Cincinnati Animal Care
Happy birthday, bud
One senior feline got a super special birthday party this week at Northside's Cincinnati Animal CARE. And the nation took notice.
"Senior Sammy" turned 19 years old on Tuesday, and Cincinnati Animal CARE celebrated him in style with special food, singing and, of course, a jaunty hat.
The internet went wild for this sweet senior, and his story was featured on local and national media outlets, including HuffPost.
"We found out Sammy's birthday was this week when his previous owner surrendered him to us," Cincinnati Animal CARE Media and Community Relations Manager Ray Anderson says. "The idea to do the party was entirely the idea of the Kitty City staff. I don't think they thought it would blow up like this though!"

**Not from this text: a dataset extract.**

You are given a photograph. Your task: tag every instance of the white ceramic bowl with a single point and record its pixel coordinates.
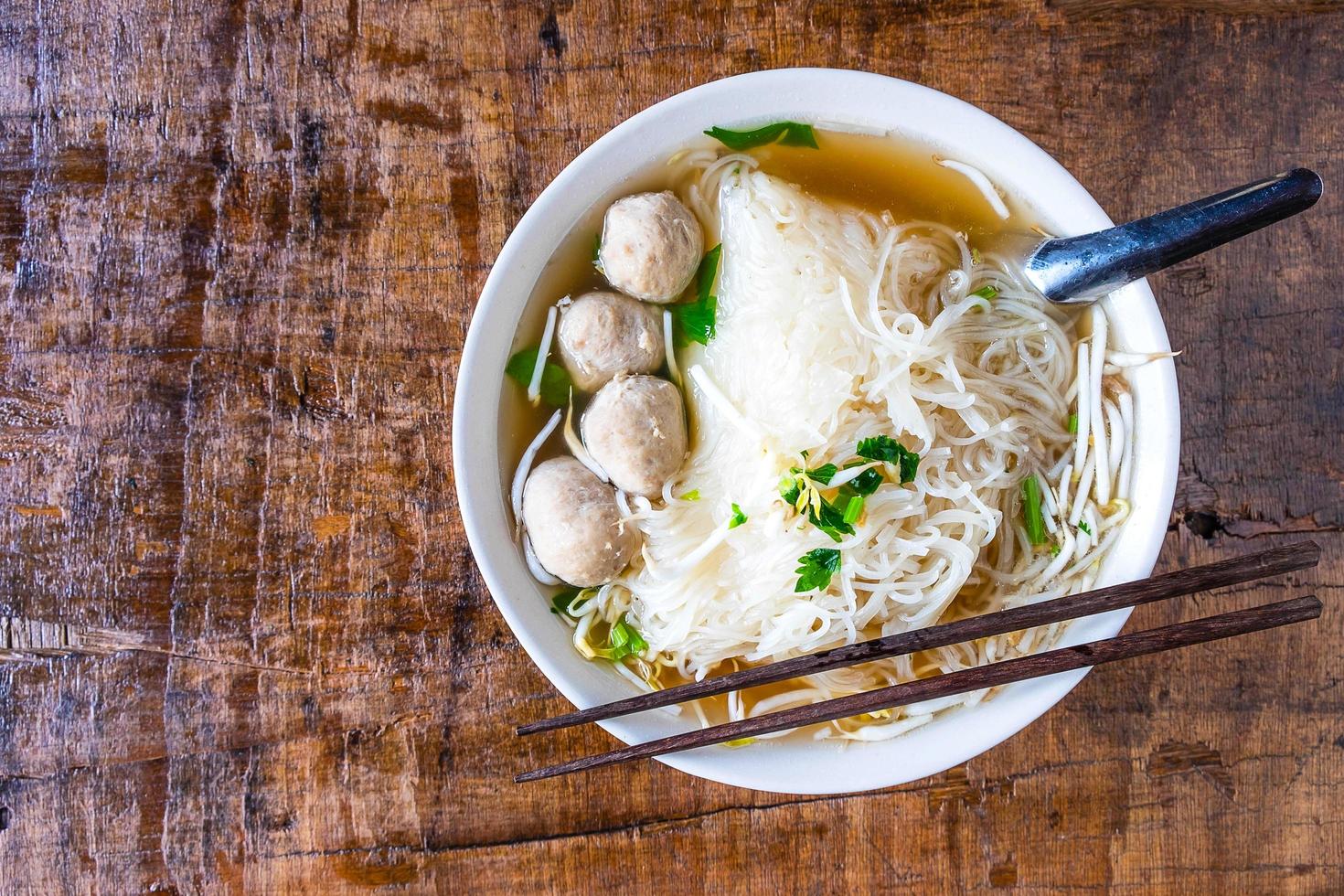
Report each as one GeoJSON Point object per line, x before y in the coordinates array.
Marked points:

Anderson says Sammy was brought to the shelter on June 7 after his owner had to surrender him to go into assisted living. While that's not the case for all senior cats at the shelter, Anderson says situations like that are a "fairly common occurrence."

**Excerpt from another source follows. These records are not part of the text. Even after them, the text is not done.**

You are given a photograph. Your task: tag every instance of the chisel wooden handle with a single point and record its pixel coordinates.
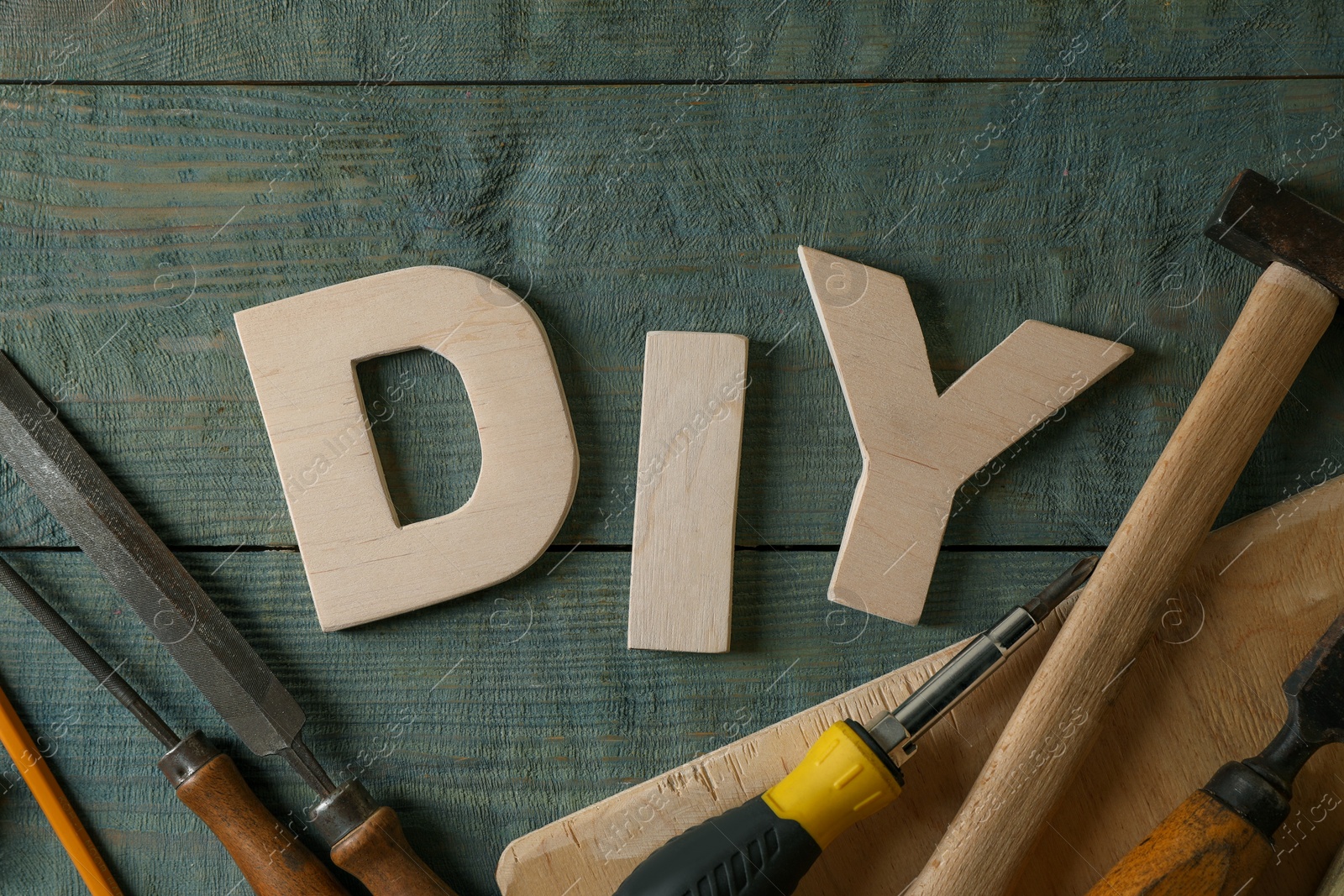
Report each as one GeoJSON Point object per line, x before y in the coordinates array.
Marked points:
{"type": "Point", "coordinates": [1202, 849]}
{"type": "Point", "coordinates": [369, 842]}
{"type": "Point", "coordinates": [376, 852]}
{"type": "Point", "coordinates": [269, 855]}
{"type": "Point", "coordinates": [1061, 714]}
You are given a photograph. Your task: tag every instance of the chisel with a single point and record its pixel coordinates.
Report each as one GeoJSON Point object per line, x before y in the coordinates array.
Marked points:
{"type": "Point", "coordinates": [1222, 837]}
{"type": "Point", "coordinates": [765, 846]}
{"type": "Point", "coordinates": [206, 781]}
{"type": "Point", "coordinates": [366, 839]}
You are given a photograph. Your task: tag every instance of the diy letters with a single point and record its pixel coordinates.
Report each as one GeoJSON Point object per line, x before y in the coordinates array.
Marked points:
{"type": "Point", "coordinates": [920, 446]}
{"type": "Point", "coordinates": [360, 563]}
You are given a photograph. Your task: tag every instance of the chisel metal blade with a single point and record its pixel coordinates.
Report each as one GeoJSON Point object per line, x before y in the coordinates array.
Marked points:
{"type": "Point", "coordinates": [148, 577]}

"We have about 10 senior cats in the shelter right now and more in foster," he says.
After the shelter shared his story — and adorable photos of him in his birthday get-up — Sammy was adopted the next day. And his new mom has already bought him a new hat.
"I have a soft spot for these older pets, they need some good TLC," the adopter told Cincinnati Animal CARE. "I rescued my 17-year-old senior cat off the streets after someone declawed her and left her outside. The situations they come from are just what draws you in, you want to give them the best moments they have left! Just being able to keep them comfortable and happy. He’s doing great at home, he’s very interested in our bunny Trixie and he loves his little house we have!"
But Sammy isn't the only senior kitty in need.
To make those cats more comfortable and bring awareness to older-animal adoptions, Cincinnati Animal CARE has temporarily transformed the free-roaming cat room into "Sammy’s Senior Center."
Anderson says the cats in the new room are all 10 years or older.
"It won't be a permanent fixture, but we hope it'll get our abundance of seniors into homes this week," he says.
And it seems to have worked. At least one senior kitty — at 12-year-old who had been at the shelter since March — was adopted by one of the staffers.